Register For Our Mailing List

Register to receive our free weekly newsletter including editorials.

Home / 295

The S-curve beats the macro every time

Talk to most investment professionals about their investing style, and they will speak about macroeconomics, interest rates and sector valuations as their primary drivers of decision making. But will this really create investment performance and returns? We believe the macro picture is not the secret to success.

Rather, it is the ability to benefit from structural changes that underpin the earnings growth of companies. It is these companies that will deliver the strongest returns over the long term, regardless of the economic backdrop or point in the cycle.
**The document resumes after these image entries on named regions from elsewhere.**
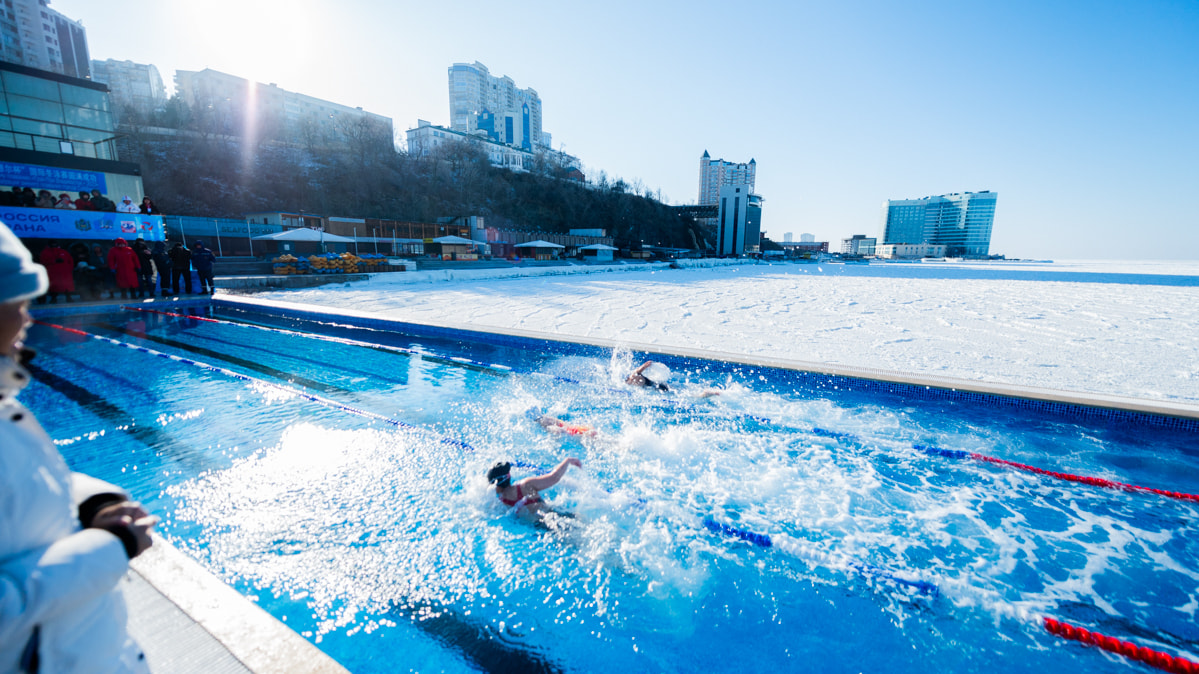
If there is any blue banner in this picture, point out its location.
[0,162,108,193]
[0,206,165,241]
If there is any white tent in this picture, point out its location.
[513,239,566,248]
[254,227,354,243]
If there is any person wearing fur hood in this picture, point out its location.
[0,223,157,674]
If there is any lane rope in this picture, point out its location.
[1042,618,1199,674]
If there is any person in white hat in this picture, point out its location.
[0,223,157,673]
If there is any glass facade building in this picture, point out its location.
[0,61,118,161]
[881,191,999,258]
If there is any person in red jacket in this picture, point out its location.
[107,239,141,300]
[37,241,74,305]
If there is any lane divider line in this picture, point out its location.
[912,445,1199,503]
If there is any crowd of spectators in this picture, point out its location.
[29,239,216,299]
[0,186,162,216]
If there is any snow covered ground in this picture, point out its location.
[243,260,1199,404]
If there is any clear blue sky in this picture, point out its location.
[52,0,1199,259]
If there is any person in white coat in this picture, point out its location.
[0,223,157,674]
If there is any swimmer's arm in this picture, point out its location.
[520,457,583,492]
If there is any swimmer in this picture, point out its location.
[625,361,721,398]
[487,457,583,517]
[525,408,596,435]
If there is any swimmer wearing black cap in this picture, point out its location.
[625,361,670,391]
[487,457,583,516]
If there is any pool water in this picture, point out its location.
[23,304,1199,673]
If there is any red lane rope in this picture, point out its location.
[968,452,1199,503]
[1044,618,1199,674]
[121,306,225,323]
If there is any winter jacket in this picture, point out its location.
[167,243,192,271]
[0,357,149,674]
[106,239,141,289]
[37,246,74,293]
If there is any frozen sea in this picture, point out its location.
[240,260,1199,405]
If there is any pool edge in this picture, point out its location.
[129,536,349,674]
[212,295,1199,425]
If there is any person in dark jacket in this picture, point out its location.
[91,189,116,213]
[192,239,217,295]
[133,239,153,300]
[37,241,74,305]
[150,241,170,297]
[168,241,192,295]
[139,197,162,216]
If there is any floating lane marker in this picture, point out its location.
[1042,618,1199,674]
[34,320,475,451]
[912,445,1199,503]
[704,517,940,597]
[121,306,513,373]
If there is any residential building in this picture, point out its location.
[91,59,167,124]
[405,120,584,173]
[448,61,549,152]
[699,150,758,206]
[0,0,90,79]
[840,234,878,255]
[175,68,394,146]
[881,191,999,258]
[874,243,948,260]
[716,185,764,255]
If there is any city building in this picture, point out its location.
[405,120,584,173]
[874,243,947,260]
[175,68,394,146]
[840,234,878,255]
[716,185,763,255]
[699,150,758,206]
[0,0,90,79]
[881,191,999,258]
[450,61,549,152]
[91,59,167,124]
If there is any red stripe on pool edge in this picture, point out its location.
[970,452,1199,503]
[1044,618,1199,674]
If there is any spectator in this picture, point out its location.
[150,241,170,297]
[37,241,74,305]
[167,241,192,295]
[91,189,116,213]
[76,192,96,211]
[133,236,153,300]
[192,239,217,295]
[107,239,141,300]
[0,224,157,673]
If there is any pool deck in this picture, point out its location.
[128,537,348,674]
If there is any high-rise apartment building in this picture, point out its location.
[0,0,91,79]
[175,68,394,145]
[881,191,999,258]
[450,61,548,151]
[91,59,167,120]
[699,150,758,206]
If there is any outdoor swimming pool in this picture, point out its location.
[23,302,1199,673]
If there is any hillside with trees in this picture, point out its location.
[120,100,705,248]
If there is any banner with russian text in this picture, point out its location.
[0,206,165,241]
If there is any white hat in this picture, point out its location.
[0,222,50,303]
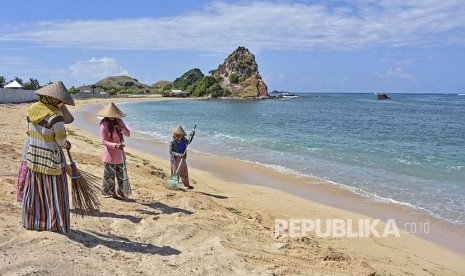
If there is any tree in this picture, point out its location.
[23,78,40,90]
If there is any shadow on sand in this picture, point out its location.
[196,192,228,199]
[142,202,193,215]
[72,212,142,223]
[68,230,181,256]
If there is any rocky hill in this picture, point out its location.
[150,81,173,93]
[212,47,269,98]
[94,76,151,94]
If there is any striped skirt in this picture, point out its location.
[22,169,70,233]
[16,161,27,203]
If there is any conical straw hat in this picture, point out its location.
[60,105,74,124]
[171,126,187,136]
[97,103,126,118]
[35,81,74,105]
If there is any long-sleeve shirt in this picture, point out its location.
[169,136,189,164]
[27,113,67,175]
[100,119,131,164]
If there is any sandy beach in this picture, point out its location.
[0,98,465,275]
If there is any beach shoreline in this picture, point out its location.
[0,98,465,275]
[75,98,465,254]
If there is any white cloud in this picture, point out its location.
[0,0,465,52]
[68,57,129,83]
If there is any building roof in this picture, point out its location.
[5,80,23,88]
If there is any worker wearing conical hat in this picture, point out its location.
[21,81,74,233]
[97,103,131,199]
[169,126,195,189]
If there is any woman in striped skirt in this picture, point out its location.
[22,82,74,233]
Market evolution and the few companies that do really well

The key is to recognise what the stock market really is. It is a market of companies, and it is continually changing and evolving. For instance, oil and gas used to be the biggest sectors in the S&P 500 index but today it is technology. General Electric Company (GE) was once the biggest company in the world, but it is now at risk of falling out of the S&P 500, while Amazon – which did not exist 25 years ago – has taken its place, with a market cap of over $800 billion.
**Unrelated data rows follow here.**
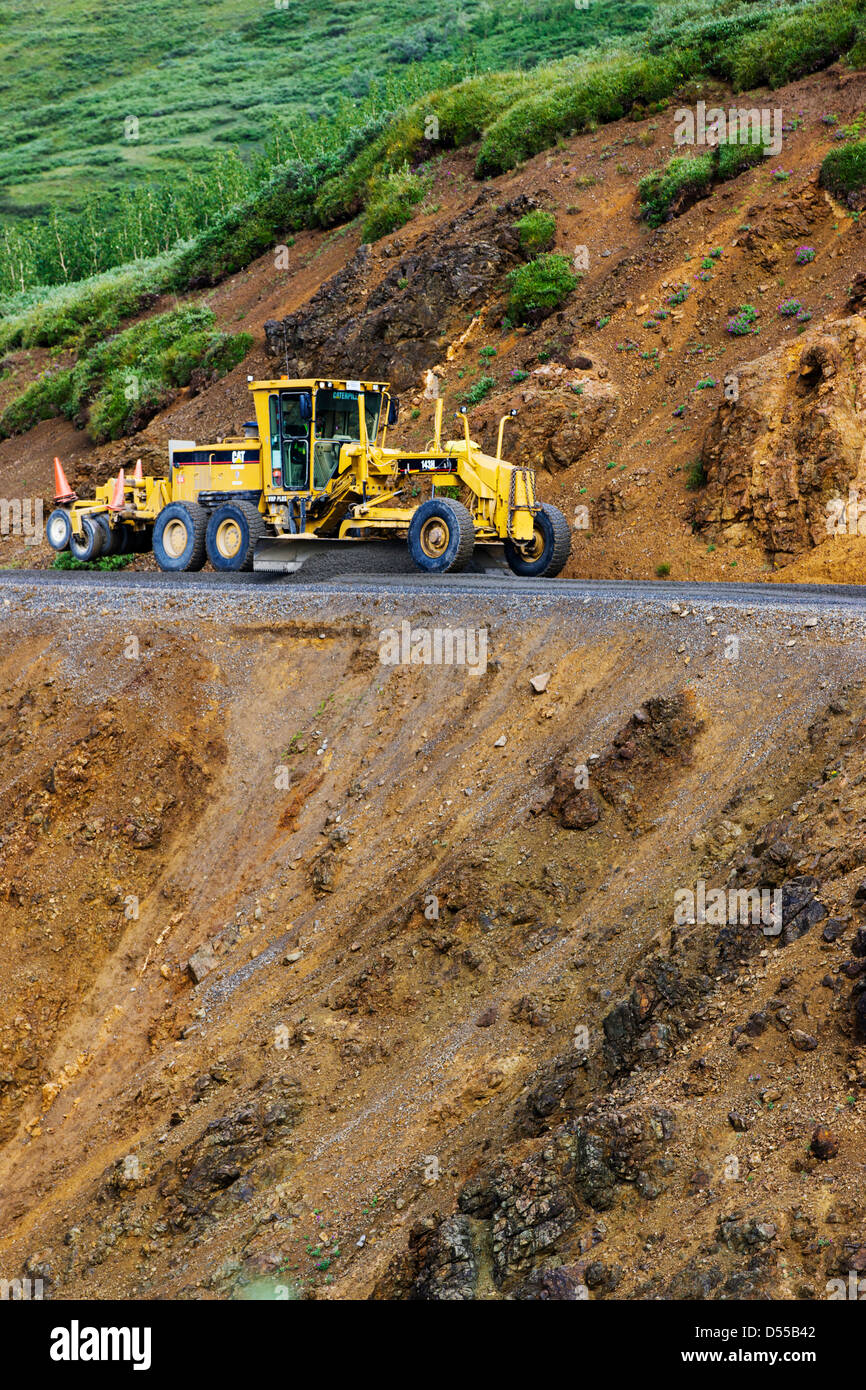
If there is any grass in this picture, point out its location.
[51,550,135,570]
[0,0,866,350]
[361,164,431,242]
[0,306,253,443]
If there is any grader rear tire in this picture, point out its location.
[153,502,207,574]
[409,498,475,574]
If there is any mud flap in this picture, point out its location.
[253,537,333,574]
[253,537,512,578]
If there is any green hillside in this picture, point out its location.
[0,0,652,215]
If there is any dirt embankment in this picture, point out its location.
[0,588,866,1298]
[0,68,866,580]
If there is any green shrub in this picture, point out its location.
[0,370,72,439]
[638,134,765,226]
[361,164,430,242]
[514,207,556,256]
[475,51,698,175]
[716,140,765,183]
[638,154,713,227]
[819,140,866,200]
[0,306,253,443]
[507,252,578,324]
[685,459,706,492]
[460,377,496,406]
[724,0,863,90]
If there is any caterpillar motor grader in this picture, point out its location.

It is only a handful of companies that truly create and deliver wealth for investors over the long term. A study in the Journal of Financial Economics by Hendrick Bessembinder (Do Stocks Outperform Treasury Bills, updated 2018) looked at every company that has listed in the US over the past 90 years, and what happened if an investor bought and held every stock.
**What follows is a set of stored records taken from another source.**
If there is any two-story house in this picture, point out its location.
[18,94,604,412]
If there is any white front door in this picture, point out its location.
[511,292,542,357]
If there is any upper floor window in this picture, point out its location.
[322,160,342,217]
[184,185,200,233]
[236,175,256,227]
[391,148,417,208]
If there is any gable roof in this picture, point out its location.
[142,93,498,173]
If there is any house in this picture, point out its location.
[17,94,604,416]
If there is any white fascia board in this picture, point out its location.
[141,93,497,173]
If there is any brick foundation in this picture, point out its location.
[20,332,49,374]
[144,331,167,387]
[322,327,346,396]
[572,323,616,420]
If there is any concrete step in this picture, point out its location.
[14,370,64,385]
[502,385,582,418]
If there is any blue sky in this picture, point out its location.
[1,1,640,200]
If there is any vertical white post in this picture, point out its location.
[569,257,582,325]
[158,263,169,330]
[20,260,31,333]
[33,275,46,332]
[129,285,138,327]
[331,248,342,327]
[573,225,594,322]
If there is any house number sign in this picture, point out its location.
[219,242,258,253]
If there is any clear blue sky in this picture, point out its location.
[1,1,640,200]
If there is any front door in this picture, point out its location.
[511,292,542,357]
He found that most companies out of 14,000 in total destroyed value versus Treasury bills, with the vast majority going to zero. A further 8,000 companies made enough to offset what the other 14,000 had lost. And 1,100 companies or only 5% of the total delivered all the return in the US market (above Treasury bills). Of these 1,100, there were actually 50 companies that made up 40% of the entire wealth created in the US stockmarket over that 90-year period.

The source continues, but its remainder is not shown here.